Pixelating or blurring doesn’t actually work to hide text
If you’ve ever pixelated an email address or blurred a phone number before putting an image onto the internet in order to protect someone’s privacy, I’ve got bad news for you: Researchers at the University of California-San Diego have found that the popular Photoshop redaction techniques are decodable such that the underlying text can be read.
The researchers were able to recover text from a variety of redacted screenshots that they found online, said computer science professor Hovav Shacham by email. They were, for example, able to figure out the blurred email address in this screenshot of a conversation between a corrupt DEA agent and the then-CEO of Bitcoin exchange Mt. Gox.
It’s not the first time we’ve discovered that a Photoshop redaction tool doesn’t work as well as thought. In 2007, we found out that Photoshop’s “twirly” filter was reversible. A man had posted pornographic photos of himself with young boys to the internet, “twirling” his face to protect his identity, but was busted when Interpol untwirled his photo.
Blurring and mosaic pixelation, though, are “lossy” techniques, that discard some of the data, meaning you shouldn’t be able to reverse their obfuscation.
“In many online communities, it is the norm to redact names and other sensitive text from posted screen shots,” write the researchers, specifically citing Reddit. “Mosaicing and blurring have also been used for the redaction of high-profile government documents and celebrity social media.”
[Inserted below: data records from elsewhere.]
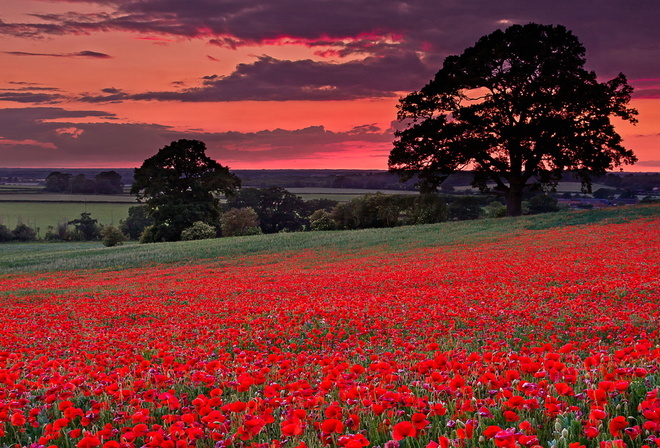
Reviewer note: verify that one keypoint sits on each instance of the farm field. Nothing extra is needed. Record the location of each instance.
(43, 214)
(541, 331)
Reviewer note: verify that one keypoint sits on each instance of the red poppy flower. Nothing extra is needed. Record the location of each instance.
(402, 430)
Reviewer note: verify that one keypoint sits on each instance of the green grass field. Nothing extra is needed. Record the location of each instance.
(17, 257)
(43, 214)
They should probably stop doing that. The UC-San Diego researchers found that they could use statistical models—”so-called hidden Markov models”—to generate the blurring or pixelation of lots of numbers, letters, and words, to the point that their software program could match a known redaction to an unknown redaction to figure out what it says. The biggest challenge is figuring out the font and size of the underlying text which the researchers need for their deciphering. They say it works better than a brute-force technique for deciphering pixelated images discussed by Dheera Venkatraman in 2007.
“We conclude that hidden Markov models allow near-perfect recovery of text redacted by mosaicing or blurring for many common fonts and parameter settings, and that mosaicing and blurring are not effective choices for textual document redaction,” the researchers write in their paper, presented this week at the Privacy Enhancing Technologies Symposium in Germany.
They note that, despite the risks, there are countless blurred and pixelated images online containing redacted names, phone numbers, email addresses, passwords, credit card numbers, personal checks, and private conversations. Eek.
The researchers recognize that people like using these techniques because of the aesthetic appeal of suggesting the underlying text, but they recommend that people who truly want to redact information use black bars instead.